The elegance and ease of use is compelling. No more clunky file formats or browsing hard-to-use websites on a desktop, the app delivers real-time information when you need it. Add to this the iPad’s storage capacity and e-reader functionality and publishers can supply whole libraries of their content, reference material, back issues and complex data sets all fully searchable. It all adds up to a portable device that is capable of further changing customer behaviours. Whether the iPad initially lives up to the hype is another matter, but with the second and third generation of devices next year, you wouldn’t bet against it.
Like all new devices and new formats before them, traditional media clearly still has its place. Did online kill print? Of course not, it just forced it to evolve. It’s certainly giving Google cause for some soul searching. If Google and Microsoft dominated the desktop, then it’s Apple and Blackberry who are emerging as the gatekeepers to the mobile internet.

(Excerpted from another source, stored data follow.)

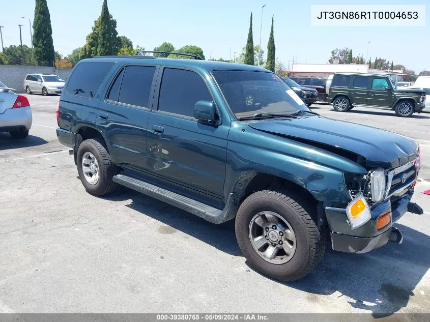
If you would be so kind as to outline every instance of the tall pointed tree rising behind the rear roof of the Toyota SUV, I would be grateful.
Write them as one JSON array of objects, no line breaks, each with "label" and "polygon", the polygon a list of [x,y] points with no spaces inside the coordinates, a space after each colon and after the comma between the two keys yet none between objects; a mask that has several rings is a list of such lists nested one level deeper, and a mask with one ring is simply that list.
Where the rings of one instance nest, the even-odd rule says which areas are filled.
[{"label": "tall pointed tree rising behind the rear roof of the Toyota SUV", "polygon": [[104,0],[102,13],[94,21],[92,32],[87,36],[87,43],[80,50],[79,58],[92,58],[106,54],[116,55],[120,50],[120,37],[117,36],[117,20],[109,14],[107,2]]}]

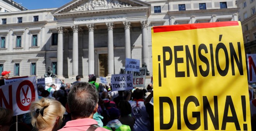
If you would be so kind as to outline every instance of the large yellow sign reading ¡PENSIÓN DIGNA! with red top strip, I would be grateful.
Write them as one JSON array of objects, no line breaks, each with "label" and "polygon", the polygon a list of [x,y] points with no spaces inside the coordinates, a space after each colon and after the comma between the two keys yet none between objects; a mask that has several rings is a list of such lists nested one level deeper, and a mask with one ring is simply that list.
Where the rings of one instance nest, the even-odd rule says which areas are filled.
[{"label": "large yellow sign reading \u00a1PENSI\u00d3N DIGNA! with red top strip", "polygon": [[240,22],[151,31],[154,130],[251,131]]}]

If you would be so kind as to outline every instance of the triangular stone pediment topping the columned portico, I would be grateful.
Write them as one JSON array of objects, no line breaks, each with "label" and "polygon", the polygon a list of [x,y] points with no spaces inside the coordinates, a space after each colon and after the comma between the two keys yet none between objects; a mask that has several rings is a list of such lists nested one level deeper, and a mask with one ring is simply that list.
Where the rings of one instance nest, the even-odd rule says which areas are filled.
[{"label": "triangular stone pediment topping the columned portico", "polygon": [[93,10],[111,10],[115,8],[133,8],[150,6],[140,0],[73,0],[66,5],[54,10],[53,14],[67,12],[86,12]]}]

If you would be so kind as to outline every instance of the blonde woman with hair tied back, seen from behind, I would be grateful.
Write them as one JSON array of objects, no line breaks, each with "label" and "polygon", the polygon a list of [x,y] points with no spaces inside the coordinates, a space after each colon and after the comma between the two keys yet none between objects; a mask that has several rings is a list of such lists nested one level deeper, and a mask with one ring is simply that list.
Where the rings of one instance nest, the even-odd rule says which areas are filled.
[{"label": "blonde woman with hair tied back, seen from behind", "polygon": [[66,109],[59,101],[42,98],[31,103],[30,111],[31,124],[38,131],[57,131],[62,124]]}]

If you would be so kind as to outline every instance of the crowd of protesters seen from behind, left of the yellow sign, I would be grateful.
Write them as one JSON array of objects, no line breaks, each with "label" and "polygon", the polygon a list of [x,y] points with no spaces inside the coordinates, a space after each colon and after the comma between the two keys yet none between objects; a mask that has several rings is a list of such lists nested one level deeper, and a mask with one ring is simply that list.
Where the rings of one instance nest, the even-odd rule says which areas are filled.
[{"label": "crowd of protesters seen from behind, left of the yellow sign", "polygon": [[0,107],[0,131],[153,131],[152,84],[147,89],[112,91],[93,76],[72,84],[38,86],[38,100],[31,102],[30,113],[12,117]]}]

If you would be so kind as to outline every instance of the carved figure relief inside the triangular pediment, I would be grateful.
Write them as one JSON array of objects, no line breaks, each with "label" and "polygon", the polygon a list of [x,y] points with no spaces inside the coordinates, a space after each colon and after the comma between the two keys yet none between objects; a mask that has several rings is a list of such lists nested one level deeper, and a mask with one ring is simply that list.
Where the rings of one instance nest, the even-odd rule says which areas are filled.
[{"label": "carved figure relief inside the triangular pediment", "polygon": [[128,3],[120,2],[118,0],[89,0],[84,4],[73,8],[69,12],[125,7],[131,7],[131,5]]}]

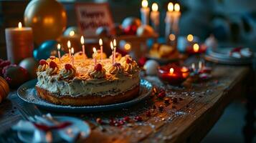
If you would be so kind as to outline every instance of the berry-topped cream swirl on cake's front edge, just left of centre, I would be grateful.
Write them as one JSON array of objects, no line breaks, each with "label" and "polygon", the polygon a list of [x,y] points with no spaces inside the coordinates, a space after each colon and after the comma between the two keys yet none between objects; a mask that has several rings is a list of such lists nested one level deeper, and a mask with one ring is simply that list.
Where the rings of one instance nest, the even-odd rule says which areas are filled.
[{"label": "berry-topped cream swirl on cake's front edge, just left of centre", "polygon": [[71,64],[65,64],[65,68],[60,71],[59,79],[72,79],[75,77],[76,69]]}]

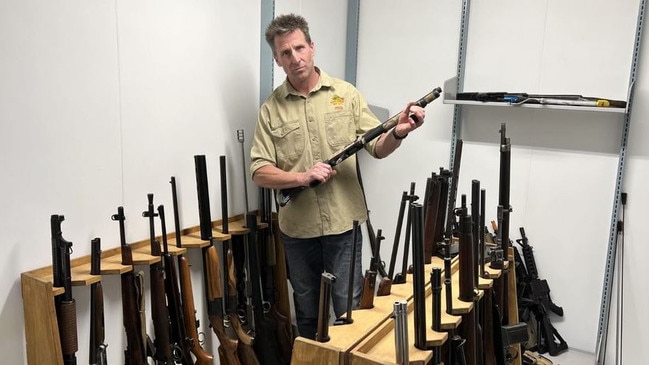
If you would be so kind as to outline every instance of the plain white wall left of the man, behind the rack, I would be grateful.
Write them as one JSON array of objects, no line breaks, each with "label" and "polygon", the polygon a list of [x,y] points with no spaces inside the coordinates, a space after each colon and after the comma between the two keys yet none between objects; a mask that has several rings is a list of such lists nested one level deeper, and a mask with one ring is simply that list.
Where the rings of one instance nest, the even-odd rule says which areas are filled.
[{"label": "plain white wall left of the man, behind the rack", "polygon": [[[176,176],[182,224],[198,225],[195,154],[207,155],[213,219],[221,215],[223,154],[230,212],[243,212],[235,131],[245,130],[248,150],[259,105],[259,22],[258,2],[0,2],[4,363],[26,363],[19,278],[51,264],[51,214],[65,215],[73,258],[90,253],[93,237],[104,248],[119,245],[110,220],[119,205],[127,239],[139,241],[148,237],[141,216],[146,194],[171,211],[169,178]],[[257,194],[249,195],[254,206]],[[206,317],[200,270],[194,266],[196,305]],[[108,361],[119,363],[125,346],[119,279],[104,277],[104,290]],[[73,295],[77,356],[86,361],[88,289],[75,287]],[[207,318],[201,323],[209,331]],[[207,336],[208,348],[215,349],[213,337]]]}]

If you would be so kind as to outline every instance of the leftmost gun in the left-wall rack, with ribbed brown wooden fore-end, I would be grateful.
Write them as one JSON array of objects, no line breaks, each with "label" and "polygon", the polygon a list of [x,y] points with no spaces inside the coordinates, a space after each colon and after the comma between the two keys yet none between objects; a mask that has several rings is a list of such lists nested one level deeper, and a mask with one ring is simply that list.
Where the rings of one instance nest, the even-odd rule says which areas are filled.
[{"label": "leftmost gun in the left-wall rack, with ribbed brown wooden fore-end", "polygon": [[57,214],[52,215],[50,219],[54,286],[65,289],[63,294],[54,297],[54,306],[59,323],[63,363],[65,365],[76,365],[77,357],[75,353],[79,346],[77,342],[77,305],[74,298],[72,298],[72,274],[70,273],[72,242],[63,238],[61,232],[61,222],[63,220],[65,220],[65,217]]}]

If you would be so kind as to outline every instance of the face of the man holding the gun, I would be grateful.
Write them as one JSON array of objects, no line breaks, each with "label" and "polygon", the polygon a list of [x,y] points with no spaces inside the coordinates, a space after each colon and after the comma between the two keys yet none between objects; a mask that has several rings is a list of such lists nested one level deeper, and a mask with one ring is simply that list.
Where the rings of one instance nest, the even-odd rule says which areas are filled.
[{"label": "face of the man holding the gun", "polygon": [[308,43],[301,30],[275,37],[275,62],[291,82],[304,82],[314,71],[313,42]]}]

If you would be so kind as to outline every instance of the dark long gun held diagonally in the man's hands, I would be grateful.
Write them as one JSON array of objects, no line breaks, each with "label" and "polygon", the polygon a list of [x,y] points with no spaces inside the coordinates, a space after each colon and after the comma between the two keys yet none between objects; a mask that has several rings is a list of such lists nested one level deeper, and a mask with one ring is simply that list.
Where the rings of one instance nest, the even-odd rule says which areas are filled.
[{"label": "dark long gun held diagonally in the man's hands", "polygon": [[[415,105],[420,106],[422,108],[426,107],[429,103],[437,99],[442,92],[442,89],[439,87],[436,87],[431,91],[430,93],[426,94],[423,98],[417,100],[415,102]],[[342,150],[331,156],[327,161],[324,161],[324,163],[329,164],[331,167],[336,167],[338,164],[341,162],[345,161],[347,158],[353,156],[356,152],[360,151],[365,147],[365,145],[374,140],[375,138],[379,137],[381,134],[389,131],[392,129],[394,126],[397,125],[399,122],[399,115],[401,113],[397,113],[394,116],[392,116],[390,119],[387,121],[379,124],[378,126],[372,128],[371,130],[367,131],[365,134],[362,136],[356,138],[356,140],[347,146],[345,146]],[[411,116],[411,118],[414,118]],[[310,187],[315,187],[320,185],[319,180],[313,180],[309,184]],[[282,189],[279,192],[278,200],[279,200],[279,205],[280,206],[285,206],[288,204],[288,202],[293,199],[297,194],[300,193],[300,191],[304,190],[304,186],[298,186],[294,188],[289,188],[289,189]]]}]

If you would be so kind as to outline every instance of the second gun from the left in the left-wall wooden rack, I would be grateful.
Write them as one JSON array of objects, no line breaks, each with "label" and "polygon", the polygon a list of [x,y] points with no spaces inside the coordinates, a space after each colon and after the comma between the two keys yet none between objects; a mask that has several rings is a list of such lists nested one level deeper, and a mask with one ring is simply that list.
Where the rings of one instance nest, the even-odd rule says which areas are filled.
[{"label": "second gun from the left in the left-wall wooden rack", "polygon": [[[101,275],[101,240],[93,238],[90,244],[90,275]],[[104,339],[104,289],[98,281],[90,285],[90,365],[107,364]]]}]

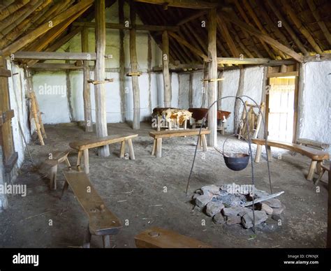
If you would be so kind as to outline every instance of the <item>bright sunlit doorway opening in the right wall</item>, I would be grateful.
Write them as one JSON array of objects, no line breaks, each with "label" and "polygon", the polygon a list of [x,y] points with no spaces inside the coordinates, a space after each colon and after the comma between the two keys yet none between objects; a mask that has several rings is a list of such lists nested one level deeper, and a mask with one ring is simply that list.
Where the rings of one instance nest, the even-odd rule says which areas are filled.
[{"label": "bright sunlit doorway opening in the right wall", "polygon": [[295,137],[296,77],[269,78],[267,95],[268,139],[293,142]]}]

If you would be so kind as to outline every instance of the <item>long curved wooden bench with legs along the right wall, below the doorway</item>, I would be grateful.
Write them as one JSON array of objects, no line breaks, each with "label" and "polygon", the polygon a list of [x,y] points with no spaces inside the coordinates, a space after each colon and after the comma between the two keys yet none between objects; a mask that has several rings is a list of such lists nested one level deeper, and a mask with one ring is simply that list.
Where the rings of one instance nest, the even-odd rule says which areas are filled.
[{"label": "long curved wooden bench with legs along the right wall, below the doorway", "polygon": [[[253,143],[255,143],[256,145],[258,145],[256,148],[256,156],[255,156],[255,161],[256,161],[256,163],[258,163],[260,161],[262,146],[265,145],[265,140],[264,139],[252,139],[251,141]],[[268,156],[270,158],[272,157],[270,147],[288,149],[291,152],[297,152],[304,156],[309,157],[311,159],[311,164],[309,166],[309,172],[307,175],[307,180],[309,180],[309,181],[313,180],[316,167],[321,168],[321,166],[323,164],[323,160],[329,159],[328,152],[323,152],[318,149],[314,149],[311,147],[306,147],[306,146],[302,146],[302,145],[298,145],[298,144],[288,143],[288,142],[267,140],[267,151],[268,151]]]}]

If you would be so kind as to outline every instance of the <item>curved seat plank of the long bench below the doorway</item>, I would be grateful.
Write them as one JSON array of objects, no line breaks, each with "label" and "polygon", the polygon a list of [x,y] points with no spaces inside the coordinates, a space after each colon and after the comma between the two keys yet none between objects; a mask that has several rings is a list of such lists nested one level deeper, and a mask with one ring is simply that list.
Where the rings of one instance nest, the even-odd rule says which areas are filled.
[{"label": "curved seat plank of the long bench below the doorway", "polygon": [[[257,145],[265,145],[264,139],[256,139],[253,138],[251,140],[254,144]],[[304,156],[308,156],[312,160],[320,161],[320,160],[328,160],[329,159],[329,153],[323,152],[319,149],[314,149],[311,147],[306,147],[294,143],[289,142],[281,142],[276,140],[267,140],[267,145],[270,147],[279,147],[281,149],[288,149],[291,152],[298,152]]]}]

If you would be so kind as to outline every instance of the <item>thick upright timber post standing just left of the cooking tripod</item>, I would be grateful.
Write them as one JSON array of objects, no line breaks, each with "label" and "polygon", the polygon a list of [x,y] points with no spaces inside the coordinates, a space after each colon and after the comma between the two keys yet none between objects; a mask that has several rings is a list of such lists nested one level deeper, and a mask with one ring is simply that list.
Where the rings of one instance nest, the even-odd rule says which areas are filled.
[{"label": "thick upright timber post standing just left of the cooking tripod", "polygon": [[[217,78],[217,54],[216,54],[216,9],[208,12],[208,74],[209,80]],[[208,107],[217,99],[217,81],[208,84]],[[208,113],[208,145],[217,145],[217,103],[214,103]]]}]

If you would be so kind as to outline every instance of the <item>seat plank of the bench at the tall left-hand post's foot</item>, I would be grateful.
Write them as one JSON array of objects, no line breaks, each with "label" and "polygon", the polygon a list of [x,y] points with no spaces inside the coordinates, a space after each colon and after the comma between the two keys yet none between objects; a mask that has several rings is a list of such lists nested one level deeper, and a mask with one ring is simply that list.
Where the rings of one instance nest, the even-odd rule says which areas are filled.
[{"label": "seat plank of the bench at the tall left-hand post's foot", "polygon": [[73,149],[77,149],[78,151],[82,151],[84,149],[91,149],[117,142],[122,142],[124,140],[136,138],[137,136],[138,134],[136,133],[128,133],[126,135],[112,135],[112,136],[106,136],[104,138],[92,138],[90,140],[80,140],[80,141],[70,142],[69,146],[72,147]]}]

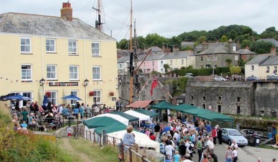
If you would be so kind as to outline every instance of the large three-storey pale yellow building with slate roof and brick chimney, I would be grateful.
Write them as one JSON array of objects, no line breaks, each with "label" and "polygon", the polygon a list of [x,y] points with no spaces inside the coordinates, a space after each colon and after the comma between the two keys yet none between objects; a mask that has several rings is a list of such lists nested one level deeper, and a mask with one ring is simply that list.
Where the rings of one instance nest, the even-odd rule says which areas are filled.
[{"label": "large three-storey pale yellow building with slate roof and brick chimney", "polygon": [[[4,13],[0,22],[0,95],[21,94],[41,104],[50,94],[48,99],[60,104],[75,103],[61,99],[72,94],[90,106],[115,106],[116,40],[72,18],[70,3],[63,3],[61,17]],[[0,106],[4,103],[10,104]]]}]

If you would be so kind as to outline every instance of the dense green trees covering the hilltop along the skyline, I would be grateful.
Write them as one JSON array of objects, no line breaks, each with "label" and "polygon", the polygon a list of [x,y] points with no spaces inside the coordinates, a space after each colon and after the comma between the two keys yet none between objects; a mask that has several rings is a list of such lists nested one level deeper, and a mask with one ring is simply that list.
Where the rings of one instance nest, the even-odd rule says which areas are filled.
[{"label": "dense green trees covering the hilltop along the skyline", "polygon": [[[194,30],[190,32],[183,32],[178,36],[173,36],[172,38],[165,38],[157,33],[147,34],[146,37],[138,36],[137,37],[137,46],[141,49],[158,46],[162,48],[163,45],[166,47],[174,46],[180,47],[182,41],[195,42],[195,46],[203,42],[226,42],[229,39],[232,39],[233,42],[239,43],[242,48],[245,48],[246,45],[249,47],[255,43],[255,40],[259,38],[274,38],[278,40],[278,31],[275,27],[269,27],[261,34],[253,31],[249,26],[243,25],[229,25],[229,26],[220,26],[214,30]],[[133,38],[134,39],[134,38]],[[252,42],[253,41],[253,42]],[[128,49],[129,40],[122,39],[120,42],[117,42],[117,48],[119,49]],[[255,46],[255,45],[254,45]],[[264,48],[263,46],[262,48]],[[251,51],[254,48],[251,48]],[[181,51],[192,50],[192,47],[182,48]],[[255,50],[255,49],[254,49]],[[270,50],[270,48],[269,48]],[[254,52],[259,51],[255,50]],[[265,51],[265,49],[263,50]],[[262,52],[263,52],[262,51]],[[260,53],[261,51],[259,51]],[[258,53],[258,52],[256,52]]]}]

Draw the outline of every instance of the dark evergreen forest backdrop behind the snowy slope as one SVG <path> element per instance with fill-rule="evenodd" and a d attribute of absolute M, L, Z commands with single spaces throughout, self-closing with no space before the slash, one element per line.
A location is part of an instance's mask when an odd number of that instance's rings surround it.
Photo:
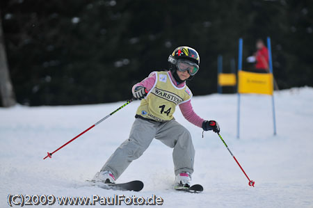
<path fill-rule="evenodd" d="M 312 1 L 1 1 L 3 32 L 17 102 L 91 104 L 131 97 L 131 86 L 168 67 L 179 45 L 200 54 L 194 95 L 216 93 L 224 70 L 272 40 L 280 88 L 312 86 Z M 243 67 L 250 67 L 246 63 Z"/>

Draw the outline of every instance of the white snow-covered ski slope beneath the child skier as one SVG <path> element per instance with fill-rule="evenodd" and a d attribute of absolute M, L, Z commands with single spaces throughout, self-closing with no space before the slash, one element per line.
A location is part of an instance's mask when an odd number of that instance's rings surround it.
<path fill-rule="evenodd" d="M 219 122 L 221 136 L 255 180 L 255 188 L 248 186 L 248 179 L 218 135 L 204 132 L 202 138 L 202 129 L 184 120 L 179 109 L 175 113 L 193 136 L 193 183 L 204 186 L 200 194 L 171 189 L 175 178 L 172 150 L 157 140 L 118 180 L 141 179 L 145 182 L 141 192 L 108 191 L 86 184 L 127 138 L 139 102 L 129 104 L 45 160 L 42 158 L 48 151 L 53 152 L 124 102 L 0 109 L 0 207 L 8 207 L 10 193 L 89 197 L 154 194 L 163 198 L 163 207 L 313 207 L 313 88 L 275 93 L 277 136 L 273 136 L 271 98 L 243 95 L 238 140 L 236 102 L 236 95 L 194 97 L 193 109 L 203 118 Z M 51 207 L 58 207 L 58 203 Z"/>

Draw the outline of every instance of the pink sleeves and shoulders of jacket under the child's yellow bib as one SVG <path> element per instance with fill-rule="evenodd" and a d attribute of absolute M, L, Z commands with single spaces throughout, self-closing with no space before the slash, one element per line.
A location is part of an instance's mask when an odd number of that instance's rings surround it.
<path fill-rule="evenodd" d="M 174 79 L 174 77 L 172 77 L 172 73 L 169 72 L 169 74 L 170 74 L 170 79 L 172 79 L 172 83 L 174 83 L 177 87 L 182 88 L 186 85 L 186 81 L 178 84 L 177 81 Z M 152 87 L 154 86 L 155 80 L 156 80 L 156 75 L 155 73 L 152 73 L 150 74 L 149 77 L 143 79 L 143 81 L 141 81 L 140 83 L 136 83 L 133 86 L 132 91 L 134 92 L 134 89 L 137 86 L 143 86 L 148 91 L 150 91 Z M 186 118 L 188 122 L 191 122 L 193 125 L 196 125 L 202 128 L 202 122 L 204 122 L 204 119 L 200 118 L 200 116 L 197 115 L 195 111 L 193 111 L 193 106 L 191 106 L 191 100 L 189 100 L 188 102 L 184 102 L 183 104 L 179 104 L 179 109 L 180 111 L 182 111 L 182 115 L 184 115 L 184 118 Z"/>

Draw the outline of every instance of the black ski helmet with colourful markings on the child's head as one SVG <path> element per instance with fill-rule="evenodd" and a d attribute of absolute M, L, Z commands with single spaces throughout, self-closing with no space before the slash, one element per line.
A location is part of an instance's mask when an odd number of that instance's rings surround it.
<path fill-rule="evenodd" d="M 199 69 L 200 65 L 200 56 L 198 52 L 187 46 L 183 47 L 177 47 L 170 56 L 168 56 L 168 62 L 170 63 L 170 71 L 172 72 L 173 75 L 176 75 L 177 71 L 177 62 L 179 60 L 186 60 L 186 61 L 191 61 L 191 63 L 194 63 L 196 67 Z M 198 71 L 197 71 L 198 72 Z M 195 74 L 191 75 L 188 80 L 192 79 L 192 77 Z M 175 76 L 176 78 L 177 76 Z M 179 80 L 177 80 L 179 81 Z"/>

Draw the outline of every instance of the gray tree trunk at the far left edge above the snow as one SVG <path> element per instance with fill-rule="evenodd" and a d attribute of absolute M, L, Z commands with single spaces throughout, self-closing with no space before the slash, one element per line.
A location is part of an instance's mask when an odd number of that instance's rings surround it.
<path fill-rule="evenodd" d="M 8 63 L 6 60 L 6 48 L 4 45 L 2 19 L 0 13 L 0 101 L 3 107 L 10 107 L 16 104 L 13 85 L 8 72 Z"/>

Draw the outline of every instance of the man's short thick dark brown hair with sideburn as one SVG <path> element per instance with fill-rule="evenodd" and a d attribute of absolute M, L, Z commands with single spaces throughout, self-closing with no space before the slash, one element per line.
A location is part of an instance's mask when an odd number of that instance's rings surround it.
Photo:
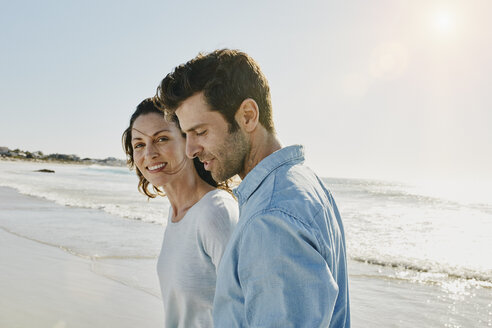
<path fill-rule="evenodd" d="M 200 53 L 162 80 L 156 98 L 159 106 L 173 113 L 197 92 L 203 92 L 211 110 L 224 116 L 229 132 L 238 129 L 234 116 L 241 103 L 251 98 L 259 107 L 261 125 L 275 133 L 268 81 L 248 54 L 230 49 Z"/>

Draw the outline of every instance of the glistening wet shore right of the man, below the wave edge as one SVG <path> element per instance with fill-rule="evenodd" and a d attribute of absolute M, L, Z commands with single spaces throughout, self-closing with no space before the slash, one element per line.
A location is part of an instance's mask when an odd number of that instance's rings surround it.
<path fill-rule="evenodd" d="M 353 327 L 492 326 L 492 288 L 388 278 L 381 275 L 384 270 L 394 269 L 349 261 Z"/>

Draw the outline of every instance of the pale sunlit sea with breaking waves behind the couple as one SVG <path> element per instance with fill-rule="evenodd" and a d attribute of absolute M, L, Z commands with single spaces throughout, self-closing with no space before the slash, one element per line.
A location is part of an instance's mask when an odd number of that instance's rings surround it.
<path fill-rule="evenodd" d="M 55 173 L 38 172 L 40 169 Z M 323 181 L 341 212 L 349 273 L 353 286 L 361 290 L 357 294 L 351 288 L 352 313 L 384 307 L 374 305 L 380 302 L 371 299 L 375 294 L 362 291 L 371 281 L 384 282 L 385 293 L 397 290 L 391 286 L 402 293 L 434 290 L 436 299 L 418 300 L 430 303 L 429 311 L 432 304 L 445 303 L 439 314 L 442 318 L 429 325 L 425 320 L 412 324 L 412 310 L 399 309 L 409 311 L 410 319 L 387 324 L 382 319 L 373 325 L 367 321 L 361 326 L 492 327 L 490 185 L 329 177 Z M 137 191 L 137 182 L 135 172 L 125 167 L 0 161 L 1 187 L 74 210 L 103 211 L 112 218 L 95 222 L 90 215 L 76 220 L 46 217 L 36 224 L 28 218 L 14 221 L 5 217 L 0 218 L 0 228 L 76 256 L 100 261 L 135 259 L 138 267 L 137 260 L 154 260 L 159 254 L 169 202 L 163 197 L 148 199 Z M 108 277 L 128 280 L 118 277 L 115 267 L 101 266 L 100 270 Z M 152 269 L 149 276 L 154 274 Z M 139 284 L 142 290 L 159 295 L 155 286 Z M 381 295 L 377 297 L 385 297 Z M 384 312 L 388 320 L 392 311 L 398 309 Z"/>

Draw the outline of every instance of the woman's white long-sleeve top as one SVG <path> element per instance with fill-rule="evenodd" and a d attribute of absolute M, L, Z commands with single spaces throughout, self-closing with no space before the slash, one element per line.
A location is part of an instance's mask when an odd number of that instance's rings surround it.
<path fill-rule="evenodd" d="M 216 271 L 238 217 L 237 202 L 219 189 L 176 223 L 170 209 L 157 262 L 166 328 L 213 327 Z"/>

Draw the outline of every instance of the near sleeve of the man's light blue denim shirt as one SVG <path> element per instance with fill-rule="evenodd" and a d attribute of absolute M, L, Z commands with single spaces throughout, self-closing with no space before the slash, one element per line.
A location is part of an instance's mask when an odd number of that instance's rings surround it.
<path fill-rule="evenodd" d="M 319 241 L 283 212 L 252 218 L 238 271 L 250 327 L 328 327 L 338 295 Z"/>

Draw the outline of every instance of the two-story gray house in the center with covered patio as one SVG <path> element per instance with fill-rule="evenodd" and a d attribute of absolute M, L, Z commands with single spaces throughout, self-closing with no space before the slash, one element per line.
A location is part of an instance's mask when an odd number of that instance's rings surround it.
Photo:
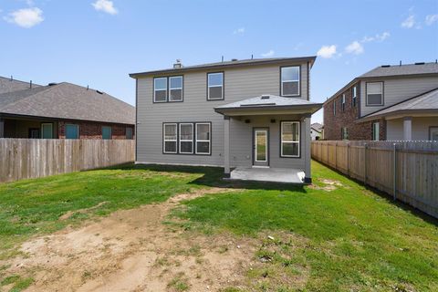
<path fill-rule="evenodd" d="M 255 179 L 253 167 L 282 169 L 305 172 L 310 182 L 310 116 L 321 108 L 309 101 L 315 58 L 177 63 L 130 74 L 137 85 L 136 161 L 221 166 L 232 179 L 241 177 L 237 171 Z"/>

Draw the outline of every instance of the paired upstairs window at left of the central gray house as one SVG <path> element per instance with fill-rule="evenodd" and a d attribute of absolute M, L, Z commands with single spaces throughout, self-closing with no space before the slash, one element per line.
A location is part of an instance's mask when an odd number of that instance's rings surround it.
<path fill-rule="evenodd" d="M 153 102 L 183 101 L 183 76 L 153 78 Z"/>

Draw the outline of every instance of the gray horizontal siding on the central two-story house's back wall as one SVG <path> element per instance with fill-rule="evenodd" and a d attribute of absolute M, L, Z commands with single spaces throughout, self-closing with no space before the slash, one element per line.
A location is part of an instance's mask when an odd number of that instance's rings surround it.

What seems already clear is that whatever the device, whatever the media, the quality of your content remains paramount. Customers will only continue to pay if you are delivering true value, in either making them money, or saving them money.
So, as publishers consider their strategies for the coming years, the gauntlet has been well and truly thrown down. Innovate or die trying.
Stick around to slug it out in a low-value, low-priced battleground as free information and social networks further encroach into space traditionally served by niche publishers. Or do what we do best and find profitable niches within those spaces.
The creation of micro-communities is being widely heralded as a robust model for specialised information publishers. For a business like mine, Melcrum, this means creating small groups of like-minded customers who come together to benchmark, discuss their challenges and hear the latest research and trends. We use our established networks and in-depth industry knowledge to facilitate a conversation between peers that is highly valued by the customer.
Micro-communities are just one example of how publishers are going ‘up’ the value chain into bespoke services, such as consultancy, in-house training, and syndicated research.
The rewards are clear. Price points can jump from an average of a few hundred pounds for a B2B newsletter to several thousand pounds for a more bespoke service. The higher price, the harder you work, the better the relationship, the more loyal the customer. So while budget-strapped customers will tell you they can’t afford a newsletter, they will happily spend 10 or 20 times that amount on a service that exactly matches their requirements.
As the dust settles from recession (and volcano-related disruption), publishers find themselves in a bad disaster movie type scenario. The writing is on the wall and change is urgently needed. Smarter publishers are heading for higher ground. Up the value chain that is.